Yes I remember the conversation on Friday!

Call me if you want help. :thumblef:
 
Thanks John & Scott for the compliments!

Well Rob it will be a little while for the drive train. I am tossing around how to go about the full paint job. I am contemplating having the painter do the under carriage, Trunk, Engine Bay, and the door jams along with the Dash and interior above the Door Panels first. I would pick the car up like that and then install the drive train and the Interior, then bring it back for the full exterior of the car. I don't trust myself doing all that work on a freshly painted car. I know I will scratch the chitttttttttt out of it, and dent it with my knees/elbows or something.
 
If you have time Could you get the measurements for all the heights of the mounting points in relation to the axle center-line? At ride height? Because I am interested in seeing what kind of handling characteristics this will have.

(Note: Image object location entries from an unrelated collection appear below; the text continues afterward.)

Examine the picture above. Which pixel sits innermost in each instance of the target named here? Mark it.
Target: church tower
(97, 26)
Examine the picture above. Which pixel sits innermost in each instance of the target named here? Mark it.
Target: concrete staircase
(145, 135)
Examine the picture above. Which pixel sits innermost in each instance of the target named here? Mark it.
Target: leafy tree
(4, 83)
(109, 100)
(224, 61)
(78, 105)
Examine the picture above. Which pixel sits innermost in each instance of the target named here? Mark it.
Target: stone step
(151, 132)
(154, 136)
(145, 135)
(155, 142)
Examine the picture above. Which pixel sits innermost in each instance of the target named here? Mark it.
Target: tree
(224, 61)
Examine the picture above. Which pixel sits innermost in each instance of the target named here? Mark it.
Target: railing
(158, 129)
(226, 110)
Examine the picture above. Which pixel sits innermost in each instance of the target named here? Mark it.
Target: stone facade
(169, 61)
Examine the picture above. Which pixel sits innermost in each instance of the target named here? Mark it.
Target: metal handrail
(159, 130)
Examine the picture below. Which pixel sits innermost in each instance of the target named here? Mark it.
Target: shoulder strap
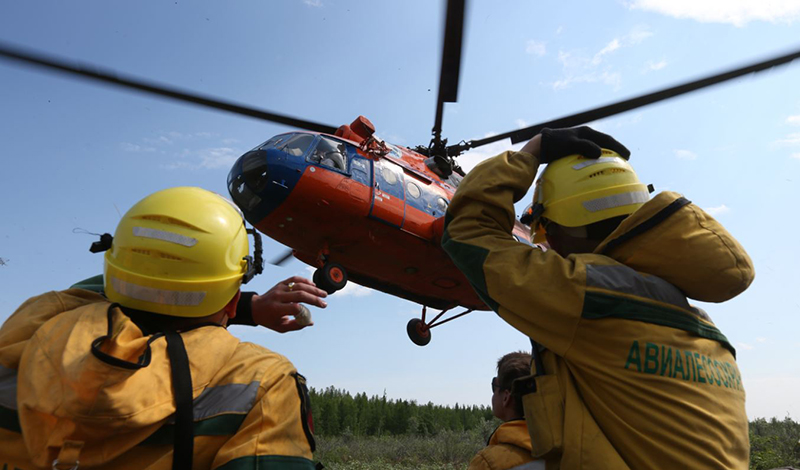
(182, 389)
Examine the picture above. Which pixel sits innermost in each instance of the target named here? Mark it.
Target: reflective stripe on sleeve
(8, 388)
(230, 398)
(627, 281)
(534, 465)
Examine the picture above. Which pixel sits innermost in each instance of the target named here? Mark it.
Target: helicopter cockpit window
(454, 179)
(329, 153)
(275, 141)
(296, 145)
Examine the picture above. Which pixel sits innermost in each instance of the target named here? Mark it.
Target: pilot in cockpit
(329, 153)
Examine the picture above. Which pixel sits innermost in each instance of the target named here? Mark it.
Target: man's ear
(230, 308)
(508, 399)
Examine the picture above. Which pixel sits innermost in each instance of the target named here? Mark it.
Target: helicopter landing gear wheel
(330, 277)
(418, 332)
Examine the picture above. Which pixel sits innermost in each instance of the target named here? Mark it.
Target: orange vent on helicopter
(359, 130)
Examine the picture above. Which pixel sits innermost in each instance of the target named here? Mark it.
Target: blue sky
(77, 155)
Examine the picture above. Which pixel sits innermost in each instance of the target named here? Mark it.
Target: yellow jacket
(509, 448)
(635, 377)
(57, 395)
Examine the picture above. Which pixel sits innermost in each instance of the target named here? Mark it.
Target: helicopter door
(388, 196)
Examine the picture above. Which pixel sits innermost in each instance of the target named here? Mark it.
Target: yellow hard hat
(181, 252)
(575, 191)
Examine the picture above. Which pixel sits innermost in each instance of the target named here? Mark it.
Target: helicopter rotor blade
(451, 60)
(280, 261)
(520, 135)
(92, 72)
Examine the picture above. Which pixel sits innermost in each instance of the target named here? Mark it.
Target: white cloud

Great work! Looks amazing!
 
Thanks John & Scott for the compliments!

Well Rob it will be a little while for the drive train. I am tossing around how to go about the full paint job. I am contemplating having the painter do the under carriage, Trunk, Engine Bay, and the door jams along with the Dash and interior above the Door Panels first. I would pick the car up like that and then install the drive train and the Interior, then bring it back for the full exterior of the car. I don't trust myself doing all that work on a freshly painted car. I know I will scratch the chitttttttttt out of it, and dent it with my knees/elbows or something.

You have a very good point. I have been super careful with the fury and still have a couple of paint scratchs from installing the engine and tranny and scratchs in the clear just from working on it.
 
Well I fabbed up my lower control are mounts today. If I didn't have a ton of math homework I would have mocked up the lower axle mounts. I'm going to post pictures in my thread but I went with the same idea you used and basically did the lower spring relocation with my own sheet metal.
 
If you have time Could you get the measurements for all the heights of the mounting points in relation to the axle center-line? At ride height? Because I am interested in seeing what kind of handling characteristics this will have.

Great work! Looks amazing!

The driveline is out of the car and will not be going in for quite some time. To get a TRUE ride height it needs to be installed. When I get to that point I will get you what you need no problem.
 
I took a few hours today and worked on the car from 6 to 8pm, man was I off on my game. I kept putting stuff on in the wrong order and had to take stuff apart several times. Just tired I guess!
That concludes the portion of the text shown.